Identification and estimation of treatment effects on long-term outcomes in clinical trials with external observational data

In biomedical studies, estimating drug effects on chronic diseases requires a long follow-up period, which is difficult to meet in randomized clinical trials (RCTs). The use of a short-term surrogate to replace the long-term outcome for assessing the drug effect relies on stringent assumptions that empirical studies often fail to satisfy. Motivated by a kidney disease study, we investigate the drug effects on long-term outcomes by combining an RCT without observation of long-term outcome and an observational study in which the long-term outcome is observed but unmeasured confounding may exist. Under a mean exchangeability assumption weaker than the previous literature, we identify the average treatment effects in the RCT and derive the associated efficient influence function and semiparametric efficiency bound.

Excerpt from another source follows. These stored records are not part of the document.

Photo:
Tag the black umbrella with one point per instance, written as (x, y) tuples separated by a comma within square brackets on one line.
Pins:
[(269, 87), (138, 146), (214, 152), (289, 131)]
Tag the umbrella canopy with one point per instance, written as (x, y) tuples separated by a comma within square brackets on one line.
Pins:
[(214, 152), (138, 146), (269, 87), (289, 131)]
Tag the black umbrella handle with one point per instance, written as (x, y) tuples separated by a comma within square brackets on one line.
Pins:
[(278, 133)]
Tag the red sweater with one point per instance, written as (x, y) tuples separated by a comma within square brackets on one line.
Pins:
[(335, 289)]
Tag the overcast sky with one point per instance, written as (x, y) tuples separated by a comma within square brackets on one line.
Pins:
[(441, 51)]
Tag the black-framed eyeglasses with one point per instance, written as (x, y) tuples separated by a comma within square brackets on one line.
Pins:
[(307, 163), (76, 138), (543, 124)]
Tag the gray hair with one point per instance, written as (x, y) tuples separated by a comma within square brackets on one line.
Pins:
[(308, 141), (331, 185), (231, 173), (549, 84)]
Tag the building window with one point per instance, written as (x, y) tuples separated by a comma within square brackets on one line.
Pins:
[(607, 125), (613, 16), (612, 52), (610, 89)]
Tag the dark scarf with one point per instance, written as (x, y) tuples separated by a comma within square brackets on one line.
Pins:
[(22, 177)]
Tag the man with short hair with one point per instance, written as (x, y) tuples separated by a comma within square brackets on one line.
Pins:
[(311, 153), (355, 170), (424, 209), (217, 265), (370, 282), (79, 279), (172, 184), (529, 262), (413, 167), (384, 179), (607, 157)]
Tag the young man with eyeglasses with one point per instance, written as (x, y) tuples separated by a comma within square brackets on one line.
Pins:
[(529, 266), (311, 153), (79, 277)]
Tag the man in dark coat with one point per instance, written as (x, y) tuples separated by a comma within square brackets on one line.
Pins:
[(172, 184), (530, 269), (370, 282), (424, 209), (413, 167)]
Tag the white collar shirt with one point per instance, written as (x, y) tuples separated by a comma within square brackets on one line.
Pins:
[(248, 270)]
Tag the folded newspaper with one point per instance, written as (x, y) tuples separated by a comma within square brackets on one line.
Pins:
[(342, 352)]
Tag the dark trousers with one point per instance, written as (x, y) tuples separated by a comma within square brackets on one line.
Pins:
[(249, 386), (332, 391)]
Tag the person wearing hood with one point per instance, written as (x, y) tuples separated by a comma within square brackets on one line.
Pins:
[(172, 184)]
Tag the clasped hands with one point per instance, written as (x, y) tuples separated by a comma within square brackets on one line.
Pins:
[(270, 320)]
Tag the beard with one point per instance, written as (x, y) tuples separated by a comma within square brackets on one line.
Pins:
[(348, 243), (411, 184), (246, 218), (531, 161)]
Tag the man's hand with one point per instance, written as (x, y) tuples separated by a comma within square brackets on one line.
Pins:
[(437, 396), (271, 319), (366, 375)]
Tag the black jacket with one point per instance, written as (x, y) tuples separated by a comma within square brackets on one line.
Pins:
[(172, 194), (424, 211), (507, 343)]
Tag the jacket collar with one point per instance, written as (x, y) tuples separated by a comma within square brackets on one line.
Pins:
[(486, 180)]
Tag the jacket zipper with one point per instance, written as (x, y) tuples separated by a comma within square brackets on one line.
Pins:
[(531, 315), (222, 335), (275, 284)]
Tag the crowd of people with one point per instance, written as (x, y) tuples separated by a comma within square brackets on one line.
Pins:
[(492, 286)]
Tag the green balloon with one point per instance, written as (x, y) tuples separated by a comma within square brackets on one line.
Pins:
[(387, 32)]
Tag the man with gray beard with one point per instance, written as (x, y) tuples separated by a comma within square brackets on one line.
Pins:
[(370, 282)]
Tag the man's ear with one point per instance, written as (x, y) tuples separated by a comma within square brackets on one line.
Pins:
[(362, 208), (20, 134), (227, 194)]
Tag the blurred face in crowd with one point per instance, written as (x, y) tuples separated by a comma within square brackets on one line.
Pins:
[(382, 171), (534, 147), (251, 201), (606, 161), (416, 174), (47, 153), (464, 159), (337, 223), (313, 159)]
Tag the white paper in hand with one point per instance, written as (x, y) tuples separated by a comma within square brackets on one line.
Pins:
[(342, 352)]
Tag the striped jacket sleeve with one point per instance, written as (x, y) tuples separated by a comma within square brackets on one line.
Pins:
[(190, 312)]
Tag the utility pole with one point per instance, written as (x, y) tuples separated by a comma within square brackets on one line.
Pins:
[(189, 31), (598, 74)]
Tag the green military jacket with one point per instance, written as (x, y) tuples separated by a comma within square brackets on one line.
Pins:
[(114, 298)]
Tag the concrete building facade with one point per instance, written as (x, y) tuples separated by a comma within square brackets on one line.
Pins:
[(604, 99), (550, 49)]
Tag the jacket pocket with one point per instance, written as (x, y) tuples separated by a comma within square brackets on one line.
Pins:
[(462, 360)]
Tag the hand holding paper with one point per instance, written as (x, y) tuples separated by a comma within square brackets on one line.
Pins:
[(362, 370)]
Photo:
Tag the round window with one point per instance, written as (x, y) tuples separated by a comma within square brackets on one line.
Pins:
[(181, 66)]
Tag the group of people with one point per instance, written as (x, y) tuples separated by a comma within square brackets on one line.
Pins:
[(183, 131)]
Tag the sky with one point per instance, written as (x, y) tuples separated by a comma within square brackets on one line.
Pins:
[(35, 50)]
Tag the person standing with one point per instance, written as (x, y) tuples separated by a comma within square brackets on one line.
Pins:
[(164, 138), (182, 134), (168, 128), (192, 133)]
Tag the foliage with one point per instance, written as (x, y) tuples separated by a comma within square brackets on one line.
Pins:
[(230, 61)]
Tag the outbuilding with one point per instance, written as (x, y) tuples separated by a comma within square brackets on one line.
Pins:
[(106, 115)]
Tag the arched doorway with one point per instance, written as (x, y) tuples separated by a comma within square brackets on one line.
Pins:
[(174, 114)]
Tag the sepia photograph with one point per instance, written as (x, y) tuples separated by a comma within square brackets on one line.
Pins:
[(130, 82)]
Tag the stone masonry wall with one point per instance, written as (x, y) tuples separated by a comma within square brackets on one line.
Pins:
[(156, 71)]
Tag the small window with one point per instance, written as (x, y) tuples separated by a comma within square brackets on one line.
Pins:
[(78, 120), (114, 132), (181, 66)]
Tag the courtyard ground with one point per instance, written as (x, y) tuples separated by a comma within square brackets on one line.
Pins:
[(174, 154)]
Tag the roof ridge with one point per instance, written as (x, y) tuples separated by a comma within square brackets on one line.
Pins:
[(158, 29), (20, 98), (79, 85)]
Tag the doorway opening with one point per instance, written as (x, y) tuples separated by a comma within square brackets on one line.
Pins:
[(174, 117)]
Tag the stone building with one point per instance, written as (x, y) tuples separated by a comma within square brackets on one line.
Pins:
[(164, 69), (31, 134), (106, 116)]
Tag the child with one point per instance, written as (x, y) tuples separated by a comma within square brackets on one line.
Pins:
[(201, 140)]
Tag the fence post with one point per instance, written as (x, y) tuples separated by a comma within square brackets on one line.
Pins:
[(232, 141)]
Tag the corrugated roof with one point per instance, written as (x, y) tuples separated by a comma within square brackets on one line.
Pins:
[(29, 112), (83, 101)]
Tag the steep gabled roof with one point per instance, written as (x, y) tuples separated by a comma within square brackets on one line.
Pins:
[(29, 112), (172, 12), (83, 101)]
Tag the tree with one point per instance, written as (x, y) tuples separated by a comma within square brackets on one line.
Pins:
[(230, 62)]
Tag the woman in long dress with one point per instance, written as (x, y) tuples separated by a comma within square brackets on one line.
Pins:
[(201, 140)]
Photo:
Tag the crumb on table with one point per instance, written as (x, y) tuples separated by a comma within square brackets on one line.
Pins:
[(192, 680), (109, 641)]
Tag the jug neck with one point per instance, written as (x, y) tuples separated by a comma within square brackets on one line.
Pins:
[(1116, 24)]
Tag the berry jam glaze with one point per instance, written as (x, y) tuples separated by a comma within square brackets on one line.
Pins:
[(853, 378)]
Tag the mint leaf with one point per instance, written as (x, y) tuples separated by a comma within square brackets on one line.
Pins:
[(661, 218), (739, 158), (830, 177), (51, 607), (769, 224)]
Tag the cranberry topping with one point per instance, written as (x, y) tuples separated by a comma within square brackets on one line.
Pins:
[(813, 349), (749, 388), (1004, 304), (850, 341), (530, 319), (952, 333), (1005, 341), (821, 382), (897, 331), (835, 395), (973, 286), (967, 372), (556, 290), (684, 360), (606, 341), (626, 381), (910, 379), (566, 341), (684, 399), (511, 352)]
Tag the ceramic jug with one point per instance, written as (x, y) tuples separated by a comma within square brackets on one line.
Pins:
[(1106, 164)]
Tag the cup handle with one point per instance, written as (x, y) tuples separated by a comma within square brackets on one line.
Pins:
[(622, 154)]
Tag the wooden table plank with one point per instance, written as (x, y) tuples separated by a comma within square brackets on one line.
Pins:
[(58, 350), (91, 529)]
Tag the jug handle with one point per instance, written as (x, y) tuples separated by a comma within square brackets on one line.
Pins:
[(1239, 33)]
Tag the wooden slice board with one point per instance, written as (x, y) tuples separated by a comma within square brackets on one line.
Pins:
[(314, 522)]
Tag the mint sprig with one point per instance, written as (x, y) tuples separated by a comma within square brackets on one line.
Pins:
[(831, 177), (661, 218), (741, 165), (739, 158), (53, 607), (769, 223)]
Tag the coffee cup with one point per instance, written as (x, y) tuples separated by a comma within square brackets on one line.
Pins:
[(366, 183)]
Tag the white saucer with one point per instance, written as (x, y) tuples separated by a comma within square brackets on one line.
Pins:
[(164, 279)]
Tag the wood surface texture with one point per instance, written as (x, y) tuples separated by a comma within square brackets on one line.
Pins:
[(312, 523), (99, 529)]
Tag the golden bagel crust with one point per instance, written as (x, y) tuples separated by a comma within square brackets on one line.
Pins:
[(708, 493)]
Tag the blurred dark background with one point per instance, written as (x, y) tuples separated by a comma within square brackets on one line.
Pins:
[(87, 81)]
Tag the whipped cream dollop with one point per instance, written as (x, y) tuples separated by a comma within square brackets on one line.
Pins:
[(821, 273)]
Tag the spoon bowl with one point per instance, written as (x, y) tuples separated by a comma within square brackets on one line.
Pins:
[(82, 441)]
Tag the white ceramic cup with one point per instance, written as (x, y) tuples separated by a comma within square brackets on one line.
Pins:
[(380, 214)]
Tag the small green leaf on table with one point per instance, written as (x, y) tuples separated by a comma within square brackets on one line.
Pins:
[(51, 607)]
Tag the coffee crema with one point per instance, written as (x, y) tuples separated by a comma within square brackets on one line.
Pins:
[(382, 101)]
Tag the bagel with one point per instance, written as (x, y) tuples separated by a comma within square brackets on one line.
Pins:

Furthermore, we propose a locally efficient doubly robust estimator and an inverse probability weighted (IPW) estimator. The former attains the semiparametric efficiency bound if all the working models are correctly specified. The latter has a simpler form and requires much fewer model specifications. The IPW estimator using estimated propensity scores is more efficient than that using true propensity scores and achieves the semiparametric efficient bound in the case of discrete covariates and surrogates with finite support. Both estimators are shown to be consistent and asymptotically normally distributed. Extensive simulations are conducted to evaluate the finite-sample performance of the proposed estimators. We apply the proposed methods to estimate the efficacy of oral hydroxychloroquine on renal failure in a real-world data analysis.